El chute de Scorsese
Jordan Belfort, un astuto traficante de acciones en bolsa capaz de venderte un simple bolígrafo a partir de una necesidad tan básica como tomar una nota en un papel. Un excéntrico hombre de negocios que amasaba millones durante el día, para gastarlos de manera desenfrenada en sus ratos libres. Drogas, alcohol, prostitutas, yates, coches caros… Un yonqui del éxito que arrastraba a todos los que tenía a su alrededor a sus excesos.

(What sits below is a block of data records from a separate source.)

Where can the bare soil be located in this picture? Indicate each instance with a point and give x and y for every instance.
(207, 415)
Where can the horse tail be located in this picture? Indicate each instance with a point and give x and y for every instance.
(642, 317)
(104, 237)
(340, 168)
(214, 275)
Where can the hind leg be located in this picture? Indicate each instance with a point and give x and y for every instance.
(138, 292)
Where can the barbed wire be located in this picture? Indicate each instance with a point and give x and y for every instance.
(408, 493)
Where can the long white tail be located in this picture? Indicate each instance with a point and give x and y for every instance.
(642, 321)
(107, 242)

Excesos que destila la traslación de su vida al celuloide. Martin Scorsese ha escogido la vía del exceso cinematográfico para relatar la vida empresarial de un hombre que siempre ha vivido al límite de la legalidad y la moralidad de una sociedad que parece huir del hedonismo. Tira más por la comedia en esta ocasión, sin dejar de lado el drama, y cambia las armas y los gánster por los billetes verdes y los brokers financieros, pero el discurso es el mismo que en obras como “Uno de los nuestros” o “Casino”: el ascenso y caída de una vida al límite de la criminalidad. Hay mucho de Henry Hill y Nicky Santoro, incluso de Frank Costello, en el personaje protagonista, y en esa banda de ejecutivos que limpió las arcas de Wall Street y que se entregaba a la bacanal diaria en su gigantesca oficina de Long Island.

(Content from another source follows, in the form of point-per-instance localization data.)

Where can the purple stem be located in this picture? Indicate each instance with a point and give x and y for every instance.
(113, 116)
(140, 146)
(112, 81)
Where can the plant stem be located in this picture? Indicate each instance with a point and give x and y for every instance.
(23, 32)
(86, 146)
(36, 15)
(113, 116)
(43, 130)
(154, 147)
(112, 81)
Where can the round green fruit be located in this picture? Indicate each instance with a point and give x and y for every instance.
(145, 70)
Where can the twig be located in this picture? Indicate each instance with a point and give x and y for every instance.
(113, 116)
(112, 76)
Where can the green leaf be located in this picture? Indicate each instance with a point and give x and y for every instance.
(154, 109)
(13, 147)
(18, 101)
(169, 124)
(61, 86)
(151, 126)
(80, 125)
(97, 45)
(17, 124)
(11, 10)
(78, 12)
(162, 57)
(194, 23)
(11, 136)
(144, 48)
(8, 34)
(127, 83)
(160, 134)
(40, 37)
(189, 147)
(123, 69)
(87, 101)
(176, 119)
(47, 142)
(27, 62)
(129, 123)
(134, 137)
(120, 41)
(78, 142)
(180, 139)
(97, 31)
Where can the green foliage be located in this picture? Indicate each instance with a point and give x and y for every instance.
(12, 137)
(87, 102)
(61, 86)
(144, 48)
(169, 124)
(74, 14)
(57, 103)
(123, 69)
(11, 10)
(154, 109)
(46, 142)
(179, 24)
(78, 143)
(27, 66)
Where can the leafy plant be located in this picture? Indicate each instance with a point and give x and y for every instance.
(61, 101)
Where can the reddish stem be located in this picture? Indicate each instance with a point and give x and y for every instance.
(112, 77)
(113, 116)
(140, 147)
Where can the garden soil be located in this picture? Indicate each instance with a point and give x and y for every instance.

Es la película más scorsesiana desde “Infiltrados”, pero con una diferencia importante. Aquí Scorsese se ha soltado la melena del todo. Tiene a su disposición más metraje, puede mostrar más desnudos y sexo–la violencia parece no ser un problema en pantalla-, el montaje es mucho más frenético, y los pasajes hilarantes –el proceso de iniciación de McConaughey, golpe simiesco en el pecho incluido, la orgía en el avión, toda la escena de la fase de pausa cerebral, etc.- no dejan de sucederse durante todo el rato Una historia perfecta para el cineasta neoyorkino, que está tan desatado tras la cámara como un excelentemente sobreactuado DiCaprio ante ella.
Por supuesto, no está libre de fallos. Algunos habituales en el director, como los errores de continuidad ya marca de la casa –atención al minuto 60 y esa limusina que aparece y desaparece de escena-, o un frenetismo que deja en la sala de montaje algunos aspectos en los que se podría haber incidido mucho más. Pero, en esta ocasión, es su canto al exceso lo que le puede pasar más factura. La sobredosis de metraje y excesos es tan elevada que luego toca pasar el mono, y la sensación es que podría haberse quitado mucho relleno que no aporta demasiado, que hay vaivenes de ritmo salvables. Durante la última media hora, cuando toca rematar la historia, Scorsese empieza a pisar el pedal del freno. Desintoxicarse a esas alturas de ella no es nada fácil. Pero el chute, mientras dura, proporciona una de las experiencias más salvajes que se han visto en años.